CHAPTER 13
Madame Métier After Her Husband
Following her husband’s death, Madame Métier had to regroup herself. Since she had been left with no money, she decided, in the manner of most widows, to put her house up for sale. However, when the first comers—a man, his wife who chewed gum, and two children with music-producing electronic earmuffs wired to their ears—strewed their way up the walk, Madame Métier thought better of the idea. She told them the house had been sold and forthwith removed the sign from the curb. She would have to think of something else.
Shocked by the prospect of actually having to leave the house in which, when she had worked, she had worked very well, she decided to scrape it down for all possible saleable items.

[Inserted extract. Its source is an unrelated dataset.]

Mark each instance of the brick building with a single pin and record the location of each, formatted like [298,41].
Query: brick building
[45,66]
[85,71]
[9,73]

First of all, there was her husband’s Medicines Chest. After several days of searching, she was able to locate its key wrapped in cotton-wool batting and stuffed in the toe of his left green lizard slipper. This she removed, and after locking all the doors and pulling all the blinds in case she should uncover anything untoward, she went upstairs to the Medicines Chest and immediately opened it up. Inside were various items: his gold-plated toothbrush, a small flask of whiskey, some toothpicks, some red cough medicine and aspirins, stocks of various prescription items (these he had been known to generously dispense), and, in a rusted quite sizeable tin in the far righthand corner, a large quantity of white powder in a tightly rolled up plastic bag. This, when she put her finger to it and licked it, tasted quite strange. Fearing it was something deadly—or, contrarily, that it was something of great medicinal value—she sealed up the box and decided to think things through.
She went to her bed, hoping a good night’s sleep would clarify some things—whether to sell her house or her husband’s possessions—but unfortunately, she was unable to sleep. Her mind was a maelstrom. It was, she noticed, quite distinctly agitated. Perhaps seeing her husband’s things was more upsetting than she had imagined. Perhaps she had loved him more than she guessed. In any case, she lay vividly awake all night, fretting about her precarious future.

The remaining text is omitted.